With Japan hosting the Summer Games in 2020, as well as the Rugby World Cup in 2019, this relatively small country—by landmass at least—is quickly turning into a giant within the international sports world. The island nation already produces Major League talent in baseball, and its national team is a perennial powerhouse in world play. The women’s soccer team has reached the medal rounds four times in the World Cup and Olympics combined since 2008, with 1 World Cup Championship in 2011. Just as impressive is the cadre of athletes that have shined equally as bright at the highest level with the likes of tennis phenom Osaka Naomi, figure skater Hanyu Yuzuru, and swimmer Hagino Kosuke all bringing back first place finishes in their last appearances on the international stage.
However, there is one event that might not even see its inaugural match until AFTER the Tokyo Olympics, that could have the most significant and lasting effects both on the games and Japanese society.
Believe it or not, but the “land of the rising sun” is also the land of the “rising stars” when it comes to the world of b-boys and b-girls—more commonly and erroneously known as “breakdancers”.

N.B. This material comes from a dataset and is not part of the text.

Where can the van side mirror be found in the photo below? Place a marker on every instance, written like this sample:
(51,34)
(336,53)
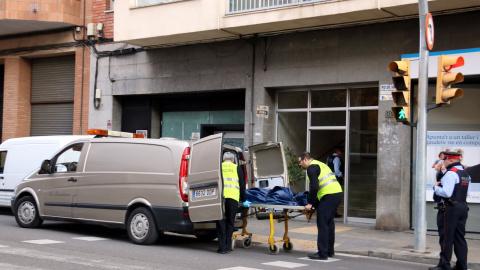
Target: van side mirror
(45,168)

What started as an alternative to the violence and lawlessness of the Bronx, New York, has made its way to the hallways of Japanese high schools and university campuses where old school flavor meets new school technique. From backspins on cardboard boxes, to back flips in the Junior Olympics just last year, breaking has finally received the legitimization it deserves. And with its proposal for adoption into the 2024 Paris Olympics, it will be interesting to see how this once scoffed at hobby can become a very real and very proud tradition of expression in an otherwise individually restrained society.
September 29, 2018, the second-ever woman to even qualify has just won a competition that for almost its entire existence had been dominated by men—almost. On this day, b-girl Ami (featured in this article) took the breaking world by storm and soundly defeated some of the most talented and athletic dancers from the six inhabitable continents at the BC One World Championship. It’s the highest individual award for anyone in the breaking community and Ami stood the tallest among some of the best dancers in the entire world. Just two years ago, her predecessor, b-boy Issei, claimed Japan’s first win in the same event as a hometown favorite when it was hosted in Nagoya, Japan. Then in Buenos Aires, b-girl Ram stood atop the podium at the first ever breaking event in the 2018 Junior Olympics.
So how will Japan dominate? Both Ami (20) and Issei (22) are barely scratching the surface of their potential, and Ram (17) may have a higher ceiling than them both. But they are just the latest in a long line of home-grown talent. The reality is that Japan’s breaking scene is on the rise with no indication of slowing down. And with each shining example of success, the movement that continues to keep moving is only gaining more traction among those looking for outlets of freedom and expression in a country best known for its homogeneity and firm social order.
It could very well be that Japan’s reputation for its unwavering ability to hold tight to its beliefs of etiquette, discipline, and tradition have made it a sleeping giant that’s about ready to make a big statement in the games to come!